The 2023 edition of CES, which ends on Sunday, was marked by the emergence of olfactory technologies.

OVR has developed an accessory that attaches under the virtual reality (VR) headset to diffuse scents.

The user can thus smell the smoke of a virtual campfire and smell a roasted marshmallow.

Smell is essential to the metaverse, according to Sarah Socia, vice president of OVR, because it is "the only sense that is directly connected to the limbic system, a part of the brain crucial for memory and emotions."

The start-up from the American state of Vermont presented a prototype frame that also includes cartridges of chemical odors and allows you to create perfumes via a mobile application.

The user associates them with videos to then share with friends - if they own the strange headband.

Aromajoin, a Japanese competitor, is also betting on the adoption of such devices.

"Most people don't know what they need. It's like before smartphones, we didn't know what place they were going to take in our lives," said SeonHoon Cho of Aromajoin.

A comparison taken up in chorus by many metaverse start-ups confronted with circumspect observers.

"Prefrontal Cortex"

At the end of 2021, Facebook renamed itself Meta to focus on "the future of the internet", as described by Mark Zuckerberg, the boss of the social networking giant.

A visitor to the Consumer Electronics Show (CES) in Las Vegas tests bHaptics' haptic gloves on January 3, 2023 © Robyn BECK / AFP

But last year, Meta's profits slumped due to the economic crisis, and the tens of billions of dollars invested in this direction drew an avalanche of criticism.

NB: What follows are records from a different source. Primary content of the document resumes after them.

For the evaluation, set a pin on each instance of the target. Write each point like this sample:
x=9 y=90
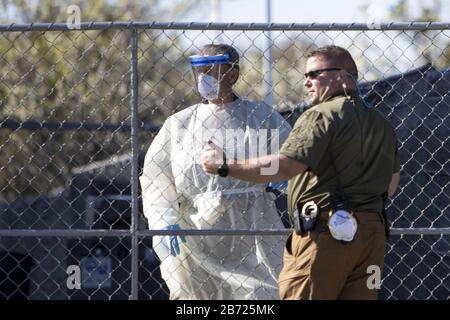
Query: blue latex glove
x=278 y=185
x=174 y=246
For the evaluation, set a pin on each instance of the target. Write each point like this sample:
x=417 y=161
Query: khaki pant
x=317 y=266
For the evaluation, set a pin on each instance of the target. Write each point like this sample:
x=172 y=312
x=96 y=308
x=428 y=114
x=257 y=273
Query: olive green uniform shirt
x=362 y=144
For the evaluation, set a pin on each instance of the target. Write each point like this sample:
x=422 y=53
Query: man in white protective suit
x=178 y=194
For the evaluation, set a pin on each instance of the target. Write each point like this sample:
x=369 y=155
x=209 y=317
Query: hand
x=211 y=158
x=174 y=246
x=278 y=185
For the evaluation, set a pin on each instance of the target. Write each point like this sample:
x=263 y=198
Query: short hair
x=214 y=49
x=338 y=56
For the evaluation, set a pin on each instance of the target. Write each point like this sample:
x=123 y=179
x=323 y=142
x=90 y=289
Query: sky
x=301 y=11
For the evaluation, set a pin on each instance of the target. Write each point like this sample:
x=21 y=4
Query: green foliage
x=77 y=76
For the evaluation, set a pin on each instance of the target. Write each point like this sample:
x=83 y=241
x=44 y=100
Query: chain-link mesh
x=68 y=166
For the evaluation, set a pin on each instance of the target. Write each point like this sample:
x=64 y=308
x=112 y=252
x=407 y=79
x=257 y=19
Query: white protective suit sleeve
x=159 y=196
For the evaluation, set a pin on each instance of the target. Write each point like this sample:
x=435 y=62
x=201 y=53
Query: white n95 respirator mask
x=208 y=87
x=342 y=225
x=207 y=73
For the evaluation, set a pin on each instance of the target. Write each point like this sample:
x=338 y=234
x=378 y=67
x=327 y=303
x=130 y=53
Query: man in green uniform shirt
x=339 y=151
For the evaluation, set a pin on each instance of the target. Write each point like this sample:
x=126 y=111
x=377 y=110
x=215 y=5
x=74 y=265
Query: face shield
x=208 y=72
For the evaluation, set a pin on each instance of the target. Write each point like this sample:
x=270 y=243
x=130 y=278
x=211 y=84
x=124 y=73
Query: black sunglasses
x=313 y=74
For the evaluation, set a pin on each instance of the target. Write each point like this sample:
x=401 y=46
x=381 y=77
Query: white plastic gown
x=175 y=189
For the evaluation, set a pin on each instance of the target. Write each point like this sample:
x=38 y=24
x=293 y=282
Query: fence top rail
x=418 y=26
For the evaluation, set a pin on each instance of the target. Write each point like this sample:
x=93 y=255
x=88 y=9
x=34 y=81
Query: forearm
x=261 y=170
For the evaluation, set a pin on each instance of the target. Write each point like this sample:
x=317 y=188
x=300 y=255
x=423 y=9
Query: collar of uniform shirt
x=341 y=93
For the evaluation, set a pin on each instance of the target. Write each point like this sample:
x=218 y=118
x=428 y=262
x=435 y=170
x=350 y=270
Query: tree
x=78 y=76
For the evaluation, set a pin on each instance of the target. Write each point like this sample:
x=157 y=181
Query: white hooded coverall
x=175 y=190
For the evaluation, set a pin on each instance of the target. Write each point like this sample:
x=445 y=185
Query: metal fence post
x=134 y=168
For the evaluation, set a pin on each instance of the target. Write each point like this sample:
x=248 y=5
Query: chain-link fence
x=79 y=109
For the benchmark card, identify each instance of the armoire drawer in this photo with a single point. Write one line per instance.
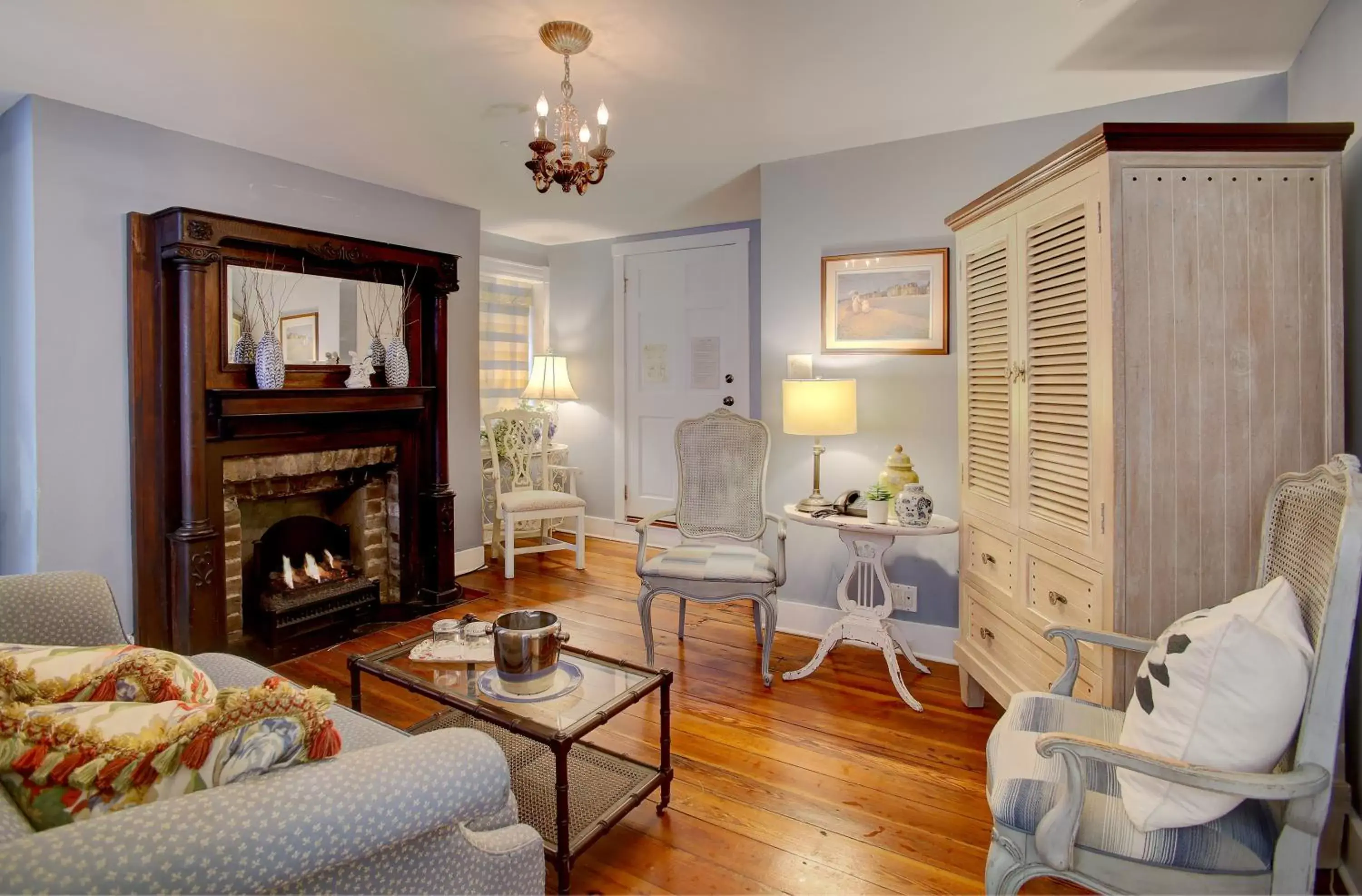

"These days, the metaverse is greeted with skepticism. And it's true that the term remains quite speculative," admits Steve Koenig, a vice-president of the Consumer Technology Association (CTA), which organizes the show.

"But the metaverse is starting to have substance, we can see the different applications. It's like being in the early 90s, when we were talking about the internet without being able to imagine everything that was going to happen".

For AjnaLens, virtual immersion represents the solution to the problem of unemployment and the lack of qualified labour.

The Indian company produces AjnaXR, a mixed reality headset (virtual and augmented), lighter and more functional than existing models, so that users can wear it for hours.

Its customers, industrialists, use it to teach workers how to handle different tools (welding, painting, etc.), attached to controllers, or manipulated virtually using haptic gloves (sensational feedback).

“VR has a multiplied impact on the prefrontal cortex, the part of the brain where you store things for life,” says Pankaj Raut, co-founder of Ajnalens.

The AjnaXR mixed reality headset, presented at the Consumer Electronics Show (CES) in Las Vegas, helps train people in various industrial trades, such as handling a paint gun, on January 6, 2023 © Patrick T. Fallon / AFP

"It's like when you learn to ride a bike, you never forget it afterwards."

mixed reality

SocialDream also feels the need to create its own mixed reality headset, adapted to its immersive videos to stimulate the memory of patients suffering from Alzheimer's.

"Dreamsense is not a helmet, the image is projected in a bubble", describes Thierry Gricourt, the founder of the French start-up.

"The face is not tight, no lenses that hurt the eyes, it's easier to clean and sensors measure emotions in real time".

The main headsets, those of Oculus (Meta) and Vive (HTC) as well as accessories such as haptic suits were first designed for video games.

The CTA expects 3.1 million VR headsets sold in the United States this year (+20% compared to 2022) and more than 380,000 augmented reality or “AR” glasses (+100%).

A journalist leads a virtual orchestra using the HTC Vive Elite mixed reality headset presented at the Consumer Electronics Show (CES) 2023 in Las Vegas, January 6 © Patrick T. Fallon / AFP

According to an Accenture survey of 9,000 people, more than half of consumers "want to be active users of the metaverse" as soon as possible.

But in the immediate future, excluding video games, professional uses seem to be taking hold more quickly.

Red 6 is currently testing its augmented reality system to train fighter pilots in aerial maneuvers (fuel supply, combat, etc.).

They see other planes, friend or foe, on their visors.

Training therefore costs much less, pollutes less and is less dangerous.

"The metaverse is a bit of a solution looking for problems. We've done the opposite. We've found a use case for technology that solves core problems," said Daniel Robinson, founder of Red 6.